Tragically, it’s finish and klaar for Selebi

2010-07-03 11:59

Former national police commissioner Jackie Selebi walked down the court’s stairs after his conviction on corruption charges on Friday.

He looked outside, saw the waiting photographers and turned back in.

He slumped down on a wooden court bench.

It was a tragic image that should make all of us cry.

Here was a fallen hero, an isolated freedom fighter, all his dreams and our hopes squashed by greed and by arrogance.

Throughout his trial, Selebi cut a lonely figure, abandoned and alienated from the political movement that was his life.
Selebi’s conviction provides a profound moment for national reflection.

It is a personal and political cautionary tale.

It’s not an overstatement to say that Selebi contained and symbolised every ¬democratic dream.

A Soweto schoolteacher in the 1970s, Selebi went into exile.

He made a name as an articulate representative of the African National Congress across the world, and particularly at the United Nations, where he served as permanent representative in Geneva.

Selebi, a rights practitioner, negotiated complex anti-landmine treaties and returned home a hero.

He was the first post-apartheid director-general of foreign affairs and helped successfully shape our geopolitics and place in the world.

So, when former president Thabo Mbeki called him into service to fight crime, we all proudly adopted him as the man who would secure national safety for us.

After all, he had played such a key role in helping to draft the protocols of global security.

So, it was with horror that the country first received news that he was canoodling with the underworld, making friends with known mafiosi, and eventually falling prey to their sweet tongues and deep pockets.

Of course, Selebi was not the hapless victim.

His early controversies as national police commissioner reveal that he possessed an arrogant streak that may have made him feel infallible – that the rules that apply to other civil servants did not apply to him.

What are these rules? The simplest is that the underworld is always in business for itself.

While cops may well infiltrate and use its ¬denizens to gain information, no leader of the police should call a mafioso a friend.

The second is that the rule of law must be allowed to take its course.

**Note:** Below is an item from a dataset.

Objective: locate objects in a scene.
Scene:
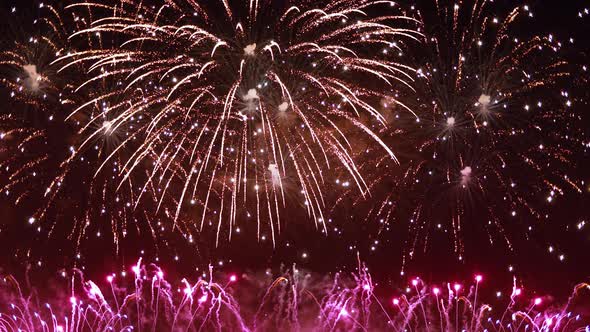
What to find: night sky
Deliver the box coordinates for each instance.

This case has been profoundly politicised by Mbeki and then by Jacob Zuma, both of whom made efforts to ¬ensure it was never successfully prosecuted.

Prosecutors must be allowed to do their work with independence and without fear or favour. Corruption is against the rules and it must never be allowed to pay off.

In the end, Selebi sacrificed a reputation that initially couldn’t be measured in gold for a few pieces of silver.

May he be the last leader to do this, but may he not be the last leader to be prosecuted if the lessons are not learnt.